Nach der Anhörung sprach ich noch mit etlichen der zahlreich anwesenden JournalistInnen aus Österreich, auch mit Eva Linsinger, die am nächsten Tag im Standard völlig aus der Luft gegriffen schrieb: Allgemeines Problemabladen, von der Verweigerung der Gemeindewohnung bis zum Homosexellenparagraphen, tolerierten die Weisen nicht. Dafür war auch ihr Programm zu dicht. Dabei habe ich mindestens fünf Minuten über den § 209 geredet! Antenne Wien gab ich ein telefonisches Interview. Die HOSI Wien schickte sofort nach Ende der Anhörung eine Presseaussendung aus, in der ich mich noch optimistisch äußerte – sollten die drei Weisen ihren Auftrag ernst nehmen, konnten sie unmöglich alles, was die NGOs an Informationen und Materialien übergeben hatten, einfach vom Tisch wischen: Ich kann mir nicht vorstellen, daß die drei Weisen eine eklatante und erwiesene Menschenrechtsverletzung wie den § 209 in ihrem Bericht ignorieren können. Damit würden sie ihre Aufgabe und ihren Bericht ja völlig zur Farce machen. Allerdings trauten wir der Sache schon damals nicht und meinten weiter: Sollte der Bericht der Weisen aber von Anfang an als bloße Alibiübung zur Ausstiegshilfe für die EU-14 angelegt gewesen sein oder die Erwähnung wesentlicher Menschenrechtsverletzungen fehlen, dann werden sich die NGOs, speziell auf europäischer Ebene, wohl überlegen müssen, dazu einen Alternativ-Bericht zu erstellen. Dazu sollte es aber dann nicht mehr kommen, da die Maßnahmen gegen die österreichische Regierung ja bereits vier Tage nach Veröffentlichung des Weisenberichts aufgehoben wurden (siehe folgenden Artikel).

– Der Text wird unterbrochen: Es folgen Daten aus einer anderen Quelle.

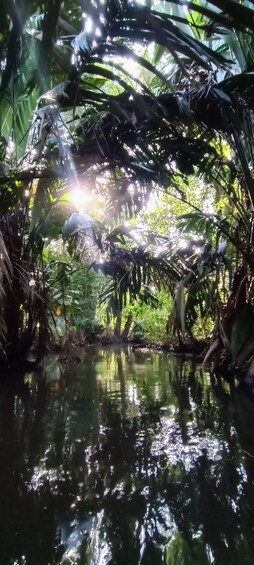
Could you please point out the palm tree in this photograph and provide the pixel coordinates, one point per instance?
(97, 120)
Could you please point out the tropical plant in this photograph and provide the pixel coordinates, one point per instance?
(125, 133)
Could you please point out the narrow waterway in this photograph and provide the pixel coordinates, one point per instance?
(127, 458)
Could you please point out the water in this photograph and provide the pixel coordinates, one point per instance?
(128, 458)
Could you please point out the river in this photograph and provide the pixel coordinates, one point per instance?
(129, 458)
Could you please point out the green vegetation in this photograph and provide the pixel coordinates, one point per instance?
(139, 116)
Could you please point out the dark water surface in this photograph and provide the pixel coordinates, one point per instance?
(128, 458)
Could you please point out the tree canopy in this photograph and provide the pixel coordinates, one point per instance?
(119, 99)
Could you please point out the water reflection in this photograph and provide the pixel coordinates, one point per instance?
(127, 458)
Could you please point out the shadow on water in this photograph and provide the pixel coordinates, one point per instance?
(128, 458)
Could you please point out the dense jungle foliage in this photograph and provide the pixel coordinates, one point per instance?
(126, 174)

Leserbrief an FORMAT, gekürzt abgedruckt in der Ausgabe 37 vom 11. 9. 2000:
Es zeugt wirklich von hinterwälderischem Banausentum, wenn Joachim Riedl sich über die Anhörung von NGO-VertreterInnen durch die drei Weisen lustig macht. Denn einen solchen Weisenbericht erstellen zu wollen, ohne VertreterInnen der Zivilgesellschaft anzuhören, ist nicht nur völlig abwegig, sondern entspricht längst nicht mehr gängiger EU-Praxis. Der sogenannte „zivile Dialog“ mit NGOs – als Ergänzung zum politischen (mit den Parteien) und zum sozialen (mit den Sozialpartnern) – hat sich in Brüssel längst etabliert und wurde auch in den Schlußfolgerungen des EU-Gipfels in Helsinki letzten Dezember anerkannt, obwohl seine Verankerung in den EU-Verträgen, eine Forderung der Plattform europäischer Sozial-NGOs, auf deren Initiative das Treffen in Heidelberg zurückgeht, noch aussteht. Die Plattform und ihre Mitgliedsverbände werden jedenfalls seit langem zu allen wichtigen Fragen sowohl von der EU-Kommission als auch vom EU-Parlament regelmäßig konsultiert. Daher war es nicht nur naheliegend, sondern auch eine grundsätzliche Frage, im Rahmen der Erstellung des Weisenberichts über Österreich auf eine Anhörung von NGOs zu bestehen. Wenn also jemand im Krähwinkel sitzt – und europäische Entwicklungen völlig verschläft –, dann ist es Herr Riedl.